Capone has seen firsthand the risks of AI projects that stall within closed systems. For example, financial services firms initially banned generative AI due to security concerns, then tried to build their own AI tools. According to Capone, neither approach maximized the potential of AI.
“To those customers, I say: Your differentiation in the market is not in building AI tools, but in building powerful financial services products,” he says.
Qlik’s solution to this challenge is to bring pre-built AI and integration capabilities to customers in sectors like financial services, allowing them to access cutting-edge AI without compromising on security or compliance.
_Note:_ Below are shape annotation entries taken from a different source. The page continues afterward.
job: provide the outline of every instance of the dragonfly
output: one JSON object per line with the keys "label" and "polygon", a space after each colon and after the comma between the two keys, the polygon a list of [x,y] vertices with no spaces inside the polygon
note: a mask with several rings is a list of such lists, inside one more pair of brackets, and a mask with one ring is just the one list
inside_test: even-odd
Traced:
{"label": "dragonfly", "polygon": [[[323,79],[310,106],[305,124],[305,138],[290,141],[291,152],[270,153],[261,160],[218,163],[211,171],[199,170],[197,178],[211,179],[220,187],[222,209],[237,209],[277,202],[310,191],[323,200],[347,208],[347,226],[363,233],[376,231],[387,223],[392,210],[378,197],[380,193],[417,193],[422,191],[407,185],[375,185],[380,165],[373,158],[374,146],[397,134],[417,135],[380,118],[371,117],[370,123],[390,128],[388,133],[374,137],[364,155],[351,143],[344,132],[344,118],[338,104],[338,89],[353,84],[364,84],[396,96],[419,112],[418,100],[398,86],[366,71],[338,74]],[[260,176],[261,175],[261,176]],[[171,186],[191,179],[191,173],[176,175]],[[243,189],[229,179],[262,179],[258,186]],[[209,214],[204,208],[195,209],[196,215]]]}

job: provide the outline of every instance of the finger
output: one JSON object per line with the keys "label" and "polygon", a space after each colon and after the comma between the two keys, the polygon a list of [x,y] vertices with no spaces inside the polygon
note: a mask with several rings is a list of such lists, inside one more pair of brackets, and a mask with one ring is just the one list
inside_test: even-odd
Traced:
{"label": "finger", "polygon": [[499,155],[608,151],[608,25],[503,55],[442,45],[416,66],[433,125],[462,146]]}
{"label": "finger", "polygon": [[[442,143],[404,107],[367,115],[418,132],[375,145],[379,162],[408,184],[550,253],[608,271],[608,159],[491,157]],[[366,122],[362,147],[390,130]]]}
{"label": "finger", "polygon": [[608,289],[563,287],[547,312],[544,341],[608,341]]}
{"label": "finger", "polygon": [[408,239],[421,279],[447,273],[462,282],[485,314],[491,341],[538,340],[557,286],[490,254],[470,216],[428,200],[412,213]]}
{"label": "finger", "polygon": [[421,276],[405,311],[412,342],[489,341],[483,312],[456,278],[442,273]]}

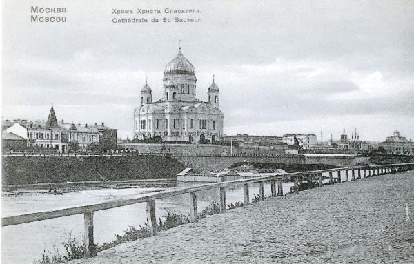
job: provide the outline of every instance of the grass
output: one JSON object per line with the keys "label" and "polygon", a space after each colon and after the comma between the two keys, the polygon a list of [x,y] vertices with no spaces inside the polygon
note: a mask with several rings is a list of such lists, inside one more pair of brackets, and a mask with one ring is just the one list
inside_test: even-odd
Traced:
{"label": "grass", "polygon": [[60,263],[72,259],[81,258],[85,252],[83,241],[81,238],[74,237],[72,232],[70,232],[64,236],[63,241],[63,246],[65,249],[64,253],[61,253],[55,245],[52,251],[43,251],[40,258],[34,261],[33,263]]}
{"label": "grass", "polygon": [[[253,201],[253,200],[252,200]],[[243,206],[243,203],[236,202],[234,204],[227,205],[227,209],[231,210]],[[201,212],[198,214],[198,218],[202,219],[208,216],[219,214],[220,212],[220,205],[219,203],[213,202]],[[157,227],[157,232],[168,230],[170,228],[190,223],[189,216],[176,212],[166,212],[163,219],[159,219],[159,222]],[[153,236],[152,232],[149,230],[146,223],[138,227],[130,226],[126,230],[124,230],[122,234],[115,234],[115,238],[110,243],[104,243],[102,245],[98,247],[96,245],[97,251],[102,251],[114,247],[115,245],[132,241],[137,239],[142,239],[146,237]],[[80,238],[75,238],[71,232],[64,236],[63,246],[65,252],[61,253],[56,245],[53,247],[52,251],[44,251],[41,255],[39,259],[34,261],[34,264],[50,264],[60,263],[66,262],[72,259],[81,258],[83,256],[83,242]]]}

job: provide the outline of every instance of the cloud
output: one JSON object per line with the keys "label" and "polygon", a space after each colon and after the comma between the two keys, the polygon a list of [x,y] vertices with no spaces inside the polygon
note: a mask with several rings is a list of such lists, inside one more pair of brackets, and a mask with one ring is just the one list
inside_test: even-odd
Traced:
{"label": "cloud", "polygon": [[32,4],[4,4],[5,117],[36,119],[52,101],[65,118],[105,119],[130,137],[145,76],[157,100],[181,39],[196,68],[197,97],[206,99],[216,76],[225,130],[274,134],[279,125],[290,132],[306,125],[317,134],[326,120],[340,131],[333,121],[352,116],[363,132],[380,116],[414,138],[411,1],[181,1],[174,6],[199,8],[203,22],[180,25],[111,22],[112,8],[171,6],[164,1],[66,1],[68,22],[53,25],[30,23]]}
The strategic value of adaptability
As AI continues to evolve, it’s clear that agility and adaptability are becoming essential traits for businesses that want to stay ahead. Investing in open, interoperable systems means that organizations can pivot quickly if a vendor fails to deliver or if a superior solution enters the market.
“You want to have the flexibility to pivot,” says Capone. “That could be because a provider lets you down, or it could be because there’s suddenly a better solution out there. Qlik’s framework allows you to integrate with new partners seamlessly, and not have to refactor everything every time you want to change.”
For companies preparing for the next stage of AI, embracing openness and partnerships isn’t just about gaining immediate access to the best tools. It’s also about future-proofing their strategy, and ensuring that they’re positioned to make the most of new AI capabilities as they emerge.
By building on flexible, agnostic platforms, businesses can fully leverage agentic AI to drive their competitive edge in the AI-driven future.